Eu tinha 9 anos quando vó Júlia deixou o interior do Pernambuco e veio morar com a gente no sítio. A promessa que tinha feito ao meu avô de nunca desistir de lutarem juntos naquela terra sofrida e de poucas oportunidades havia sido cumprida mas, com a morte dele, ela poderia finalmente viver outras experiências nessa vida. Até então, eu só conhecia a vó Júlia inventada pela minha imaginação, das histórias muitas vezes confusas contadas por mamãe sobre suas peraltices e dificuldades de criança.
Quando a vi pela primeira vez, descendo do ônibus numa cidadezinha próxima ao nosso sítio, percebi num primeiro momento, que ela não era como imaginava. Os olhos distantes, as muitas rugas próximas aos lábios e a roupa judiada pelo tempo eram as provas do que já havia passado naquelas sete décadas de vida. Porém, quando falou comigo pela primeira vez, me surpreendeu. ''Oi mocinho bonito, será que posso ser sua amiga?''.

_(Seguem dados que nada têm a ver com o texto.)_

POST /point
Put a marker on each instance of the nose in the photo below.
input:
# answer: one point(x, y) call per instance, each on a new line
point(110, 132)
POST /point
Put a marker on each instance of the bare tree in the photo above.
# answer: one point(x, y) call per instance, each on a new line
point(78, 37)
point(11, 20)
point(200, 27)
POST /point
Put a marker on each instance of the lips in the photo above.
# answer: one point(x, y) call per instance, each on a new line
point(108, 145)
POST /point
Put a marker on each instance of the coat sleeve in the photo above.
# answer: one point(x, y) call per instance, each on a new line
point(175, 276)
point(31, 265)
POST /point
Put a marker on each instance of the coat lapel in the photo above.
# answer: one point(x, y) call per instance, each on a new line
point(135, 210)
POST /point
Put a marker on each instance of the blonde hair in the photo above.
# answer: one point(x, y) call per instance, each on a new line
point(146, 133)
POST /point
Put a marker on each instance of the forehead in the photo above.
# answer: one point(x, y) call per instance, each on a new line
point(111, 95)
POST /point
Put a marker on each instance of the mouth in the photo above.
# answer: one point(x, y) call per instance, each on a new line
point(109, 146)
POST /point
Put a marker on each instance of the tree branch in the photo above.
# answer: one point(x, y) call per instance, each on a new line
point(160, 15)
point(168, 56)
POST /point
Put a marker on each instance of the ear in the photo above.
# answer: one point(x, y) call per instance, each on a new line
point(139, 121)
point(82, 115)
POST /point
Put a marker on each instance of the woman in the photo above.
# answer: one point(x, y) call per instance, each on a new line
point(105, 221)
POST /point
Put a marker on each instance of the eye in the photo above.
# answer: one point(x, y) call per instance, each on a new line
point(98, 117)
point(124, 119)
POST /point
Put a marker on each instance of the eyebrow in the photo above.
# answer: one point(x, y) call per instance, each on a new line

Nunca imaginei ter uma vó como uma amiga. O mais estranho, foi o gosto que a vó Júlia começou a ter pela vida a partir daquele instante. Ao contrário dos outros idosos que conhecia - resmungões e enfadados -minha vó estava renascendo, conhecendo um novo mundo que meu avô não permitiu que ela desfrutasse.
Tudo era novo para ela: a pescaria no riozão perto de casa, as descobertas na caminhada pela mata fechada, os doces da fazenda e até o barulho do trator que ela nunca tinha visto de perto. Vó Júlia me acompanhava por onde eu ia e se tornou minha companheira inseparável. Mamãe achava graça ver uma mulher daquela idade com tanta vitalidade e curiosidade pelas coisas simples do dia a dia.
Quando fiz 20 anos e me despedi da minha melhor amiga rumo à faculdade, aquela senhora, agora com 81 anos, mais uma vez me surpreendeu e me fez prometer que a cada duas semanas voltaria ao sítio para ensiná-la a ler e escrever, ''o que me falta nesta vida'', dizia. Fiz daquele pedido uma obrigação. Por pelo menos um ano e meio trabalhei com ela neste propósito. Ensinei o alfabeto, mostrei a importância dos verbos e apresentei a ela o primeiro livro que leu. Esforçada, certa vez me pediu para que eu levasse para ela um poema sobre o qual tinha ouvido falar pelas bandas lá de casa.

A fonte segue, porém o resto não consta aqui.